There was a parade of characters that marched across the pages, each unique - telling the story from their point of view. Even the bad guys had their turn telling you their story!
Sergeant Deter Train and Detective Jack Cassian are the well-intentioned D.C. police officers assigned to the gruesome murder of Elizabeth Creay. The police officers were as different as night and day, typical of partners in this kind of tale, but the author kept their relationship and back-stories from feeling overly stale or hackneyed. I felt comfortable with both of them immediately, savored the snarky humor both Deter and Jack shared, and appreciated the dedication they had to their jobs and the people in their lives.

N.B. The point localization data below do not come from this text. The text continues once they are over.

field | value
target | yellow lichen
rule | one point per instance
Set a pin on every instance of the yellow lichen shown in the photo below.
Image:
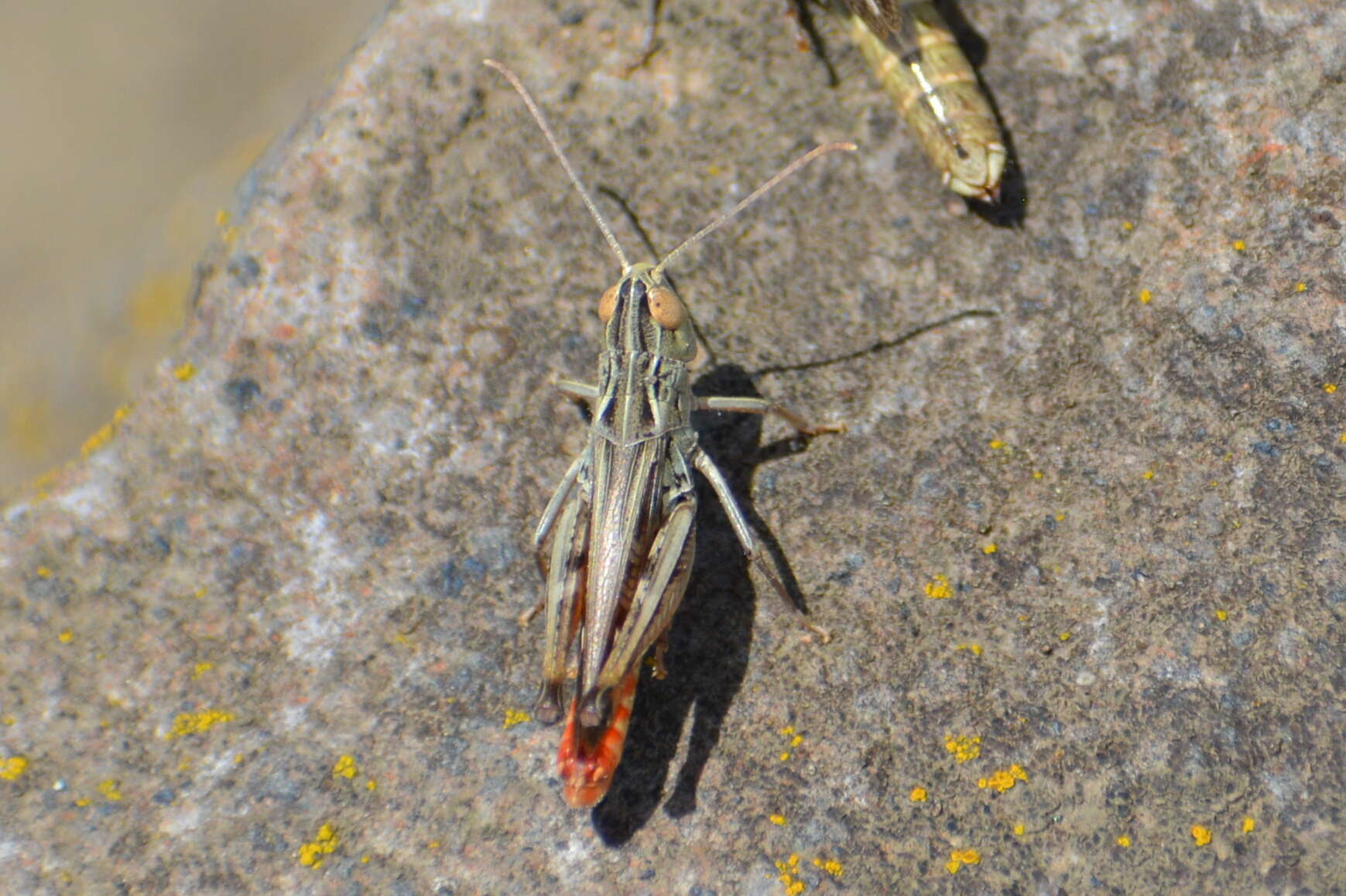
(345, 767)
(98, 440)
(324, 844)
(1003, 779)
(960, 857)
(938, 588)
(830, 865)
(964, 748)
(789, 875)
(197, 723)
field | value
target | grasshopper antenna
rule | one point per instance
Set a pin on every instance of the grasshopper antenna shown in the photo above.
(566, 163)
(752, 197)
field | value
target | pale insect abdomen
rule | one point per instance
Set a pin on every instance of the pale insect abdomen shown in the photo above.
(934, 87)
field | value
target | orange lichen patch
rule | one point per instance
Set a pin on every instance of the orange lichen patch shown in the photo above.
(938, 588)
(1003, 779)
(789, 875)
(197, 723)
(960, 857)
(964, 748)
(830, 865)
(324, 844)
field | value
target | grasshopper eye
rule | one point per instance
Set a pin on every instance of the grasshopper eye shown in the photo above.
(608, 303)
(666, 309)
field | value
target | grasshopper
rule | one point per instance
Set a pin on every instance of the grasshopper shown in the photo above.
(622, 521)
(932, 84)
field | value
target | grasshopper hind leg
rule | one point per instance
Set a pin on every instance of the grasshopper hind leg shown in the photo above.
(567, 582)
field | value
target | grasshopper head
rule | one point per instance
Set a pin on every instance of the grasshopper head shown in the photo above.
(644, 313)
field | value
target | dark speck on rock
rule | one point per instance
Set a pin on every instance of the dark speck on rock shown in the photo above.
(241, 393)
(413, 306)
(245, 269)
(447, 580)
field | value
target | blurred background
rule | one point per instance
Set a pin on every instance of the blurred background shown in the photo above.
(128, 124)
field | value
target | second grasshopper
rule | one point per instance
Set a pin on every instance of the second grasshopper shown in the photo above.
(622, 522)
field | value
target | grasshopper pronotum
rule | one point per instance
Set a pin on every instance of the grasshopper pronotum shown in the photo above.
(622, 520)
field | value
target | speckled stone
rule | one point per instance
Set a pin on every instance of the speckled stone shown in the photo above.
(1101, 535)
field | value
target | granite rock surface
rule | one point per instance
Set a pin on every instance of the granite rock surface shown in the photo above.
(1081, 544)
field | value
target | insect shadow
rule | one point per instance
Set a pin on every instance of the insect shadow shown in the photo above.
(711, 634)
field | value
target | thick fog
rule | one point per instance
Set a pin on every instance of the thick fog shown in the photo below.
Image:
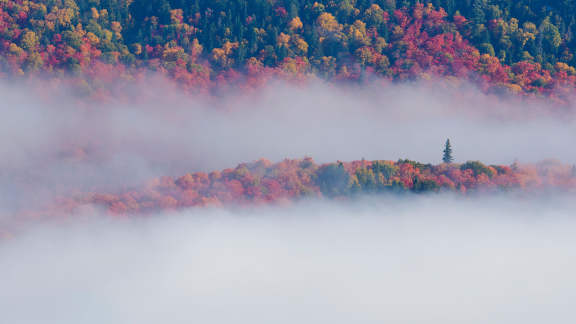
(424, 259)
(52, 141)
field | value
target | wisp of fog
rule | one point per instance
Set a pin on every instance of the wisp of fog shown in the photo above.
(51, 145)
(425, 259)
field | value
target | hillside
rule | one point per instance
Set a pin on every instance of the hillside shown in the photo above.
(502, 46)
(263, 182)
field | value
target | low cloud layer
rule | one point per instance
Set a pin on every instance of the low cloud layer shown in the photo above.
(424, 260)
(55, 143)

The Chapin/Creay Women – Lydia, Elizabeth, Sydney and Amanda were intriguing. Although Amanda featured early, it was Lydia and Sydney who represented the women most strongly. The loss of Elizabeth was a blow felt by all the women very deeply and very differently. Lydia Chapin the iron-willed matriarch was the rock that her daughters and grand daughter crashed against. Lydia was unflappable and she had my sympathy most of all, because in the midst of a terrible tragedy and loss, Lydia’s motherly instincts were smothered by her sense of propriety. No parent ever wants to bury his or her child, but for Lydia Chapin, burying her first-born child was another engagement penned into her planner. Sydney felt the most loss, as she mourned the death of a sister whom she’d grown apart from. The two women were just beginning to rekindle their sisterly bonds, when the unthinkable happened. Now Sydney is left with thoughts of what could have been. Sydney’s involvement in the investigation of her sister’s death did not have as direct a path as I would have liked. She seemed to fall into the investigation by sheer happenstance and through very unconventional and almost improbable means.
Of particular interest to me was the fact that with the exception of the two police officers in the case, all the male characters in the story were nefarious beings in one way or another. For each reveal that David Hosp deigned to give, there was another mystery waiting to take its place. And while the story could have survived without it, the romance between Jack and Sydney was a nice side story that did not detract from the main tale.
All in all, The Betrayed was a great read. Pop culture read that accomplishes the task of entertaining you and engaging you. Not a book for my physical or virtual bookshelf – this was a library read, but if you come across it in the marked down section of your local bookstore, you won’t regret picking it up.